April 6, 2010

Pressing On

I like to be comfortable. We all do, don't we? Comfortable is safe and familiar, warm and fuzzy. Even if we don't like what we're comfortable with very much (this same road construction delay, again?) there's still comfort in its familiarity, its sameness.

This Sunday our pastor preached a sermon on John 20 - Jesus' resurrection. Mary comes to the tomb to visit her Lord and finds him gone. Angels announce this to her, but she is so distraught that she doesn't even seem to notice that they are angels. Jesus is gone. Someone must have stolen his body! They must have taken him away! Hadn't they done enough when they hung him on a cross, mocked him, and let him die?

Then Jesus shows up. Not a dead-and-decaying Jesus. The risen Jesus Christ shows up and speaks to her. In the flesh. And she is, understandably, a bit confused.



Aside from the fact that Mary things Jesus is the gardener (a great illustration to how blinded we can all be to the truth by our own expectations, assumptions, or even our tears), the most interesting part of this passage to me is Jesus' response to her.

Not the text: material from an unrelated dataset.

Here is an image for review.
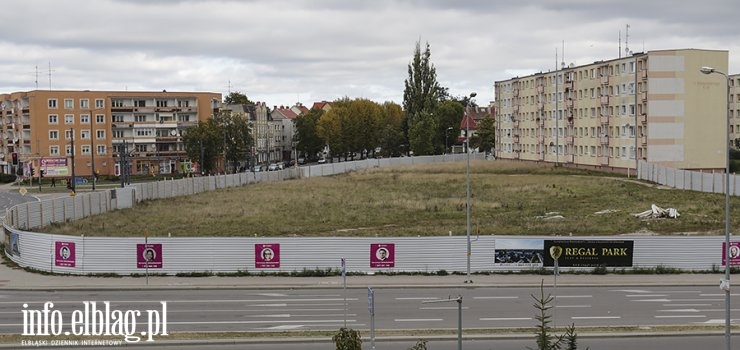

Mary is scared, relieved, excited, and confused all at once. She cries out to him, "Rabboni!" (Rabbi, Teacher).

Then, instead of responding with the usual Jesus-love that we have come to expect (he did, after all, heal the blind and lame and take time out of his busy days to hang out with the poor, the leprous, and the unlovable), he responds simply: "Do not hold onto me, for I have not yet returned to the Father."

Huh? Jesus, Mary is scared and upset. She needs a hug or an explanation, not an order. And yet, this seems to be an order. What's going on?

Our pastor, Rev. Jonathan Miller, had a great insight. Christ isn't being rude or callous. He is responding to Mary's name for him: Rabboni. This is what Jesus was--he was their teacher and guide, leading his band of disciples and the crowds that followed him to the truth of God. But now things are a little different. He is pressing forward. He tells her, "Go instead to my brothers and tell them, 'I am returning to my Father and your Father, to my God and your God." After completing his earthly mission, Christ has a new mission. He is to return to the Father, to prepare a place for us, to send the Holy Spirit to us as counselor and comforter. Things, they are a-changin'.

Christ's response to Mary is one of newness. She cannot hold onto him because he has a new mission, and so does she. In a first-century world where women were looked down upon (to say the least), Christ gives her the mission of proclaiming the good news of Christ's resurrection to his brothers. Mary must press on.

Mary rises to this challenge, this mission. She tells the disciples, "I have seen the Lord!" Because her Lord, you see, is risen. And because he lives, she may also live. And because he is pressing on, so can she.

This passage gives me great courage as I head into the unknown. In just over a month I'll be a seminary graduate. Earlier today I sat in on a student loan repayment seminar. On the forms we all had to fill out there were spaces for "permanent address" and "employer." Um, rub it in, why don't you? The majority of us in the room knew neither of those things. It's difficult to work so hard for years and then come to a big blank slate. Will I find a calling that fits my gifts and my heart for the church? Will I have to wait a long, long time? How will the bills get paid in the meantime? Where will we live? What now?

I like to be comfortable. School was hard at times; working two or three jobs to help pay the bills was exhausting at times. Yet, it became comfortable. I know Princeton now. I know my fellow students, my professors, my church. I can find my way to Philadelphia and NYC without much trouble. I certainly know the way to the airport... My apartment, for all its troubles (and they are legion), has become a home. Yet I'm only weeks away from moving on and I'm not to what I am moving.

Yet Christ has called me. Christ has called Daryl. He has called us each and called us both, and he will not abandon us. In this season, I am learning to learn from Mary as she followed after Jesus. Like her, I press on.